Hacker News new | ask | show | jobs
by lrem 1674 days ago
Being a Googler privy to the internal postmortem: there was no way to trigger this externally (the faulty server is in the control plane) AND triggering this by a Google engineer would require some determination and leaving a ton of audit trail.
1 comments

>This incident was caused by a bug in the configuration pipeline that propagates customer configuration rules to GCLB.

This line suggested it could be triggered from a customer. Is this inaccurate?

Hi. I helped write some of the internal postmortem and manage the data plane side of the team that responded to this.

Please allow me to reassure you: No. Absolutely not in this case.
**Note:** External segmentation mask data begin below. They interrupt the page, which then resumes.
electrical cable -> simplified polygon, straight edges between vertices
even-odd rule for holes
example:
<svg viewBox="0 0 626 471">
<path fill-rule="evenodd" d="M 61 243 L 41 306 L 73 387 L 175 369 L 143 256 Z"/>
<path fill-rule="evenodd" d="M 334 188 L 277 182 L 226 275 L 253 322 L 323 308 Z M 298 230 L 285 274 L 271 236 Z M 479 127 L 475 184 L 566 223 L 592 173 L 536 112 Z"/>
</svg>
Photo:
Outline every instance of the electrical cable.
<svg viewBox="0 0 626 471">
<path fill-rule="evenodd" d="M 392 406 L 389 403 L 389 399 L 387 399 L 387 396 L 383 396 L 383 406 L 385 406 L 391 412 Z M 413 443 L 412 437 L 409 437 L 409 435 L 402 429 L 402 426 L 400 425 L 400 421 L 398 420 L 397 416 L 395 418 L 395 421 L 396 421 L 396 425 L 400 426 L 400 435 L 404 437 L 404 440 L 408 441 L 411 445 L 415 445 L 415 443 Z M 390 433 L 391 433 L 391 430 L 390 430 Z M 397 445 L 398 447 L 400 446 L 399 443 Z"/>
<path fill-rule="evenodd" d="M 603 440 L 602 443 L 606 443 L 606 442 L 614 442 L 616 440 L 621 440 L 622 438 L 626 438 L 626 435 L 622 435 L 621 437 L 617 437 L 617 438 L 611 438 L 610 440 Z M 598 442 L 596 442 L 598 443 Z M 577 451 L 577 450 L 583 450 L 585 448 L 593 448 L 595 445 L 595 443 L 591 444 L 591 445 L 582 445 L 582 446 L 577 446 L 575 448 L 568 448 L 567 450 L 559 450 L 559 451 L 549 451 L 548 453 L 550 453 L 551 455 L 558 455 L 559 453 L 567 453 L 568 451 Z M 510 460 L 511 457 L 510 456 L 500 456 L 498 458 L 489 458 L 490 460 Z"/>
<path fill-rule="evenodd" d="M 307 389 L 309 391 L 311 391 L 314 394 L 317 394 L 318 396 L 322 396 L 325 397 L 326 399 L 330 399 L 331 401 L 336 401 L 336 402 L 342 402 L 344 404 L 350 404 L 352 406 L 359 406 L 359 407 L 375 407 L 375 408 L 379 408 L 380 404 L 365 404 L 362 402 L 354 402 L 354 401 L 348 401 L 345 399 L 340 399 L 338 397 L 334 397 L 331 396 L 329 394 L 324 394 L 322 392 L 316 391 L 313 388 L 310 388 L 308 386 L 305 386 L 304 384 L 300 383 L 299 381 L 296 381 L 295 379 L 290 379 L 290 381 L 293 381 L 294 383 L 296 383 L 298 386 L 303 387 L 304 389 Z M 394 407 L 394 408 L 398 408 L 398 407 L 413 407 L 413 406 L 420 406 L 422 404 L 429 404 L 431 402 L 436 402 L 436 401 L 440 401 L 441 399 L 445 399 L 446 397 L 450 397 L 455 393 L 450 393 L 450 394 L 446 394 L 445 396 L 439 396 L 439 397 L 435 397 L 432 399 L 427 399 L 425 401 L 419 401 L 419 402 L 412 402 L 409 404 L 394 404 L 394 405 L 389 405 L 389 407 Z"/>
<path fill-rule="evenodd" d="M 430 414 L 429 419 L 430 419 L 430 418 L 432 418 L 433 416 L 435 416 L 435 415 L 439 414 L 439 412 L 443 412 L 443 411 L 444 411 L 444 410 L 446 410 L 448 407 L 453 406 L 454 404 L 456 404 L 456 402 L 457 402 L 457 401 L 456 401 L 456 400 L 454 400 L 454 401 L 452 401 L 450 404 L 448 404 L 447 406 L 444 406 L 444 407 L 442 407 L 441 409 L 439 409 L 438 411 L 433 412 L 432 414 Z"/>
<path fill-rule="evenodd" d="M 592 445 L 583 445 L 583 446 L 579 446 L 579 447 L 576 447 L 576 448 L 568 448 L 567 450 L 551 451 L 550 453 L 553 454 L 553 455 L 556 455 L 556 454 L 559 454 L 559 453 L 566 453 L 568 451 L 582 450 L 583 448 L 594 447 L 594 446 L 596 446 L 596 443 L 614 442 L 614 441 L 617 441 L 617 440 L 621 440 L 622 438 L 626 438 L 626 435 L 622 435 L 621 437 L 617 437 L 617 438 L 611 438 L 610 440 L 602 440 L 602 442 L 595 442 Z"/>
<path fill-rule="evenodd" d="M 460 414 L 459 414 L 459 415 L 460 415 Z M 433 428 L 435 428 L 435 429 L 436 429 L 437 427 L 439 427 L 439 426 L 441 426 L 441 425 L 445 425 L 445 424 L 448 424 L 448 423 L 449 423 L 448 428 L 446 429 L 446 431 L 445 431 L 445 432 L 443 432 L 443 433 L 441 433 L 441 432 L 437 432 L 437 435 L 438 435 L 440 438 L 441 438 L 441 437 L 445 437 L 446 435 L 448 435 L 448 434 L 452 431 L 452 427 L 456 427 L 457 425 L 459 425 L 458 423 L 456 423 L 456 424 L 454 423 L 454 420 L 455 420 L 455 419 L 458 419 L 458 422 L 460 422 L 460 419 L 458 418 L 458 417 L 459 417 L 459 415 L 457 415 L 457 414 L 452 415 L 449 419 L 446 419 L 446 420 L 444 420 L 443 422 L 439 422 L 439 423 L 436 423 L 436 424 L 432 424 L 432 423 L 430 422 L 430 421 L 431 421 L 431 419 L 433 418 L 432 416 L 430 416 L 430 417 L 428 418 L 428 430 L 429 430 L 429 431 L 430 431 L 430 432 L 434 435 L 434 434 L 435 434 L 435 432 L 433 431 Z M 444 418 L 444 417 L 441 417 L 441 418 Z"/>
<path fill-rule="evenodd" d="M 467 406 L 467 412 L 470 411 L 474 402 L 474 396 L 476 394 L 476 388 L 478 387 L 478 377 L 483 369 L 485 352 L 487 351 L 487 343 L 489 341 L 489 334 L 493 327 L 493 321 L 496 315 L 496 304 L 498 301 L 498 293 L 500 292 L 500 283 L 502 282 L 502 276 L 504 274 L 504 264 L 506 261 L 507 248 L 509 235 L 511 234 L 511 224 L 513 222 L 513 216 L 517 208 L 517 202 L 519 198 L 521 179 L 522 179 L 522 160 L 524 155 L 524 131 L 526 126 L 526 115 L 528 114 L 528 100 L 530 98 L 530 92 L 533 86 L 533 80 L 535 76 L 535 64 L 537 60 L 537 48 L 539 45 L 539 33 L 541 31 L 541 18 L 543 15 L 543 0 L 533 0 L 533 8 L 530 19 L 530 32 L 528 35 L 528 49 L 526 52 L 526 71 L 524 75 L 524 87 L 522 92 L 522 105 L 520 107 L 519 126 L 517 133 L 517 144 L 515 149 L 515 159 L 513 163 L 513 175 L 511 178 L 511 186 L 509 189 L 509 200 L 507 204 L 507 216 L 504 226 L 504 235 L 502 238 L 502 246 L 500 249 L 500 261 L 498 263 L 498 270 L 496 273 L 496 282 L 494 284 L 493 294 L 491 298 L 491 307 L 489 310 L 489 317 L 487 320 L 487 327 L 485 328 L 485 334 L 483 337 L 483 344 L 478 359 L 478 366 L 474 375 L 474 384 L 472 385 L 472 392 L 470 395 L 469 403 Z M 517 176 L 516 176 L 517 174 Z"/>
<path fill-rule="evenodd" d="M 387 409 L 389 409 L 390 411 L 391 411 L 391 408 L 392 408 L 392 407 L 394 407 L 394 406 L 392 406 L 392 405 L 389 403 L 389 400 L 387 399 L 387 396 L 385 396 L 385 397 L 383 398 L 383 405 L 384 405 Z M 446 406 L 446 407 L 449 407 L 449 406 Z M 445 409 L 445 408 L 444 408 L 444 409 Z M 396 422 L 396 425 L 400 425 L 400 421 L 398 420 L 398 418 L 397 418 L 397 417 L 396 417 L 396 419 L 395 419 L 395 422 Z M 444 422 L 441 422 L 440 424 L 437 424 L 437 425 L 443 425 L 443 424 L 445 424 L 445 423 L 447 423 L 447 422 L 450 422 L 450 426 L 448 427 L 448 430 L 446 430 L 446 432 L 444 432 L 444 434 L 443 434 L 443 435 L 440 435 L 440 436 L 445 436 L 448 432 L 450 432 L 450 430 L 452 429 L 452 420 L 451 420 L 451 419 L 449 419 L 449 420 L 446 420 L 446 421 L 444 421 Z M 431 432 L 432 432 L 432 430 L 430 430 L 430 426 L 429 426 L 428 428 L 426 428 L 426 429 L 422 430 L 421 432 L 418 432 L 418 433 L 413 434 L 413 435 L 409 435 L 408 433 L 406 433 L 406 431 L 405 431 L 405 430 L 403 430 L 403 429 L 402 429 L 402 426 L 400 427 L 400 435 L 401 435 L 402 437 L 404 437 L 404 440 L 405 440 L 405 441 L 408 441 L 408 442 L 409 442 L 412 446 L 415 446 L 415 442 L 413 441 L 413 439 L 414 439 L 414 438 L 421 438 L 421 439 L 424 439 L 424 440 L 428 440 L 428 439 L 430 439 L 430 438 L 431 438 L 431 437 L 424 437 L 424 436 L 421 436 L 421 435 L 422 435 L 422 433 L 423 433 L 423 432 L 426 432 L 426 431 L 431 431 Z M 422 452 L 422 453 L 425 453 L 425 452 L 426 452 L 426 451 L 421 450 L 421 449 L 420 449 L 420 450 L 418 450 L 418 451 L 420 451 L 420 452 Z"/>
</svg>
Not even slightly.

Any engineer can tell you customer configuration contents can cause bugs in configuration pipelines, but that's multiple layers away from this issue in our particular case.

Google runs microservices, so when the public postmortem mentions pipeline, it is a series of servers talking to each other. The problem happened towards the end of the pipeline, after multiple processing steps of the original user input. Furthermore, it was caused by a race condition, not mishandling invalid input.
Hard to know without access to the postmortem, but without it, I can think or two generalization possibilities to take advantage: 1) make config changes very quickly (very likely to have mitigations here), 2) make the configuration extremely large (what is valid but too large?), 3) both.

Inflict an off by one error? Joke.